Solution Approach 2:
The patent implements partial or excessive action by performing more read operations than the minimum single read typically required. By conducting multiple read operations (excessive action), the system collects redundant reliability metrics that exceed what a single read would provide, enabling more robust probabilistic decoding at the cost of increased read operation time.
2Measurement precision
If iterative probabilistic decoding is used to improve decoding accuracy, then decoding accuracy is improved, but computational complexity increases
Solution Approach 1:
The patent applies feedback by implementing an iterative probabilistic decoding process where reliability metrics from multiple read operations are continuously incorporated and refined. The decoding algorithm uses feedback from each iteration to adjust probability metrics and converge toward the most accurate decoded state, improving decoding accuracy through repeated refinement of the decoding decisions based on accumulated reliability information.
Solution Approach 2:
The patent implements dynamics by using a probabilistic decoding approach where reliability metrics are dynamically adjusted throughout the iterative process. Rather than using fixed threshold values, the system dynamically updates probability metrics based on incoming read data, allowing the decoding process to adapt and converge optimally according to the specific reliability characteristics observed in the multiple read operations.
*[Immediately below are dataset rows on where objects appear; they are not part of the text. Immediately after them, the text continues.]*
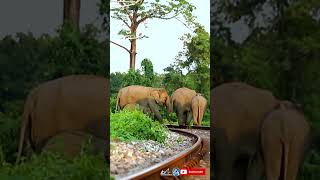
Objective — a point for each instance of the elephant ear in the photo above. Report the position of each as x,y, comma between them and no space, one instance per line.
155,94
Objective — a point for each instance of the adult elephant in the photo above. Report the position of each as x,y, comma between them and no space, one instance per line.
237,112
181,103
134,106
71,143
76,102
285,138
147,96
198,104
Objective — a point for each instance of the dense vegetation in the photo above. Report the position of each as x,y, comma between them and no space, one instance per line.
190,69
135,125
281,54
25,62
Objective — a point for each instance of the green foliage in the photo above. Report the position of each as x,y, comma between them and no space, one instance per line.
135,125
56,166
149,10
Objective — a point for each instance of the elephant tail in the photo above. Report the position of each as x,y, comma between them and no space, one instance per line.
285,154
26,121
199,113
118,101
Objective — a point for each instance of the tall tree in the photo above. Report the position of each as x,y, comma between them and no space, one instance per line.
196,58
71,12
133,13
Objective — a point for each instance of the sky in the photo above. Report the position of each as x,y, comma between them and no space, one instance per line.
163,43
45,16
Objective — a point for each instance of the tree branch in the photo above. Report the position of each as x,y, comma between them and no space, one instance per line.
183,23
121,46
124,21
142,19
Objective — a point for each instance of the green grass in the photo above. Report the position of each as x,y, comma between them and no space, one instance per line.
134,125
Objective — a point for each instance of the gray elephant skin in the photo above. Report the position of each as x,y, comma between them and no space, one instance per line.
285,139
248,126
75,102
198,105
237,112
145,96
181,103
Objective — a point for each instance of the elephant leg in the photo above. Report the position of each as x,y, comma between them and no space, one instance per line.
224,156
195,117
295,156
255,167
180,117
189,117
154,109
272,153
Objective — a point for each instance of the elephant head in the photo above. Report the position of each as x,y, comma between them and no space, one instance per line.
62,104
161,96
198,105
238,110
285,137
145,96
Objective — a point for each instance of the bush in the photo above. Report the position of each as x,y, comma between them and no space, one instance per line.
55,166
134,125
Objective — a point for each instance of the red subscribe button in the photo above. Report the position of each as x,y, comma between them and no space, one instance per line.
192,171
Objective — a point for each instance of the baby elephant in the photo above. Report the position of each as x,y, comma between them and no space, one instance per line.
198,105
285,136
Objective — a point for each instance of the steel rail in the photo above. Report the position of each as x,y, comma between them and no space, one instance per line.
185,158
188,127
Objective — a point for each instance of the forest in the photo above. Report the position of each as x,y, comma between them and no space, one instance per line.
279,52
27,61
190,69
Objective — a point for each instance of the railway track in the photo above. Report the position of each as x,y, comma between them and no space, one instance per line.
188,158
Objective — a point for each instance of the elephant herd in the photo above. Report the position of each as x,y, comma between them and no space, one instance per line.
72,107
256,135
184,101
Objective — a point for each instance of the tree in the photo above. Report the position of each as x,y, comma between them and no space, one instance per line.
133,13
148,74
71,12
196,59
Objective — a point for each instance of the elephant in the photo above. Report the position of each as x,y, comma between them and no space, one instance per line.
133,106
198,105
237,112
285,138
144,95
74,102
71,143
181,102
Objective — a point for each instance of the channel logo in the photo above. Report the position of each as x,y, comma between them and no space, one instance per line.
184,172
192,171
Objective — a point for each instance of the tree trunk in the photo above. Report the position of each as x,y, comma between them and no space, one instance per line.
133,41
133,53
71,12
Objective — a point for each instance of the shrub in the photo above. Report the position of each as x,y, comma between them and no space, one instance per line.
55,166
134,125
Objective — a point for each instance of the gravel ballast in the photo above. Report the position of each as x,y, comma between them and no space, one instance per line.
130,157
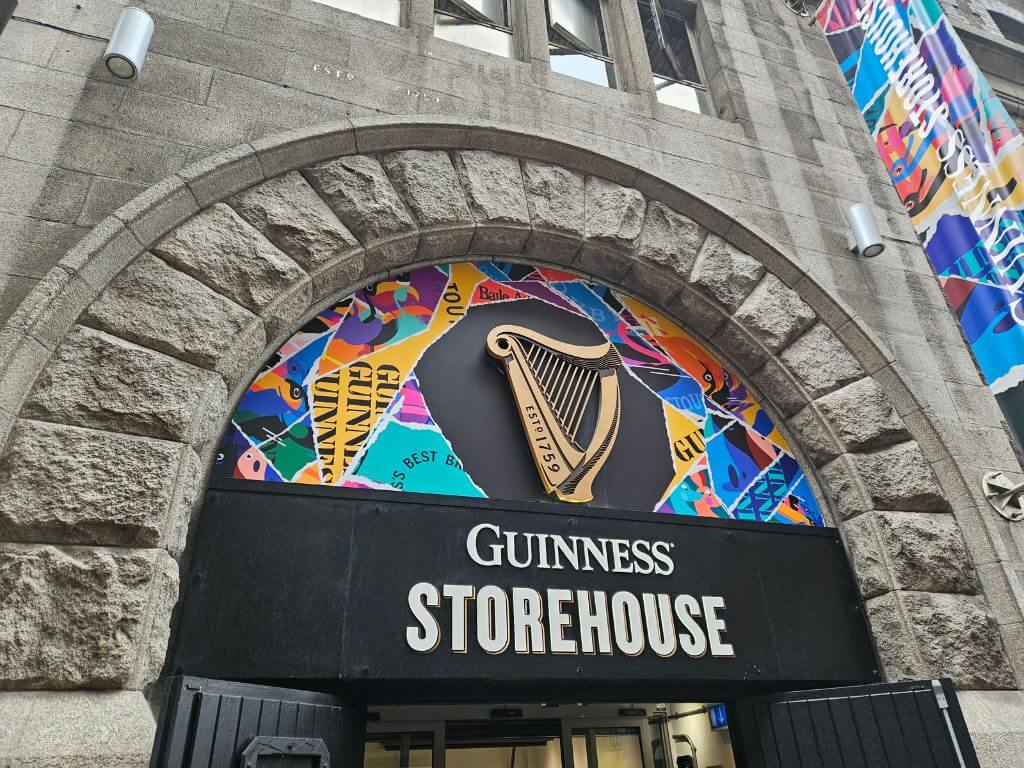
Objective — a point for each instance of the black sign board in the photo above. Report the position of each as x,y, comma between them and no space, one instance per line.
418,596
3Object-affected harmful factors
If reliability metrics from multiple reads are used to mitigate noise effects, then noise resistance is improved, but processing overhead increases
Solution Approach 1:
The patent applies merging by combining reliability metrics from multiple read operations into a unified probabilistic decoding framework. Instead of processing each read operation separately, the system merges the reliability information from all reads into a cohesive set of probability metrics that collectively represent the noise-resistant interpretation of the stored data, thereby mitigating noise effects through aggregation of multiple observations.
Data Source
AI summary
Data stored in non-volatile storage is decoded using iterative probabilistic decoding and multiple read operations to achieve greater reliability. An error correcting code such as a low density parity check code may be used. In one approach, initial reliability metrics, such as logarithmic likelihood ratios, are used in decoding read data of a set of non-volatile storage element. The decoding attempts to converge by adjusting the reliability metrics for bits in code words which represent the sensed state. If convergence does not occur, e.g., within a set time period, the state of the non-volatile storage element is sensed again, current values of the reliability metrics in the decoder are adjusted, and the decoding again attempts to converge.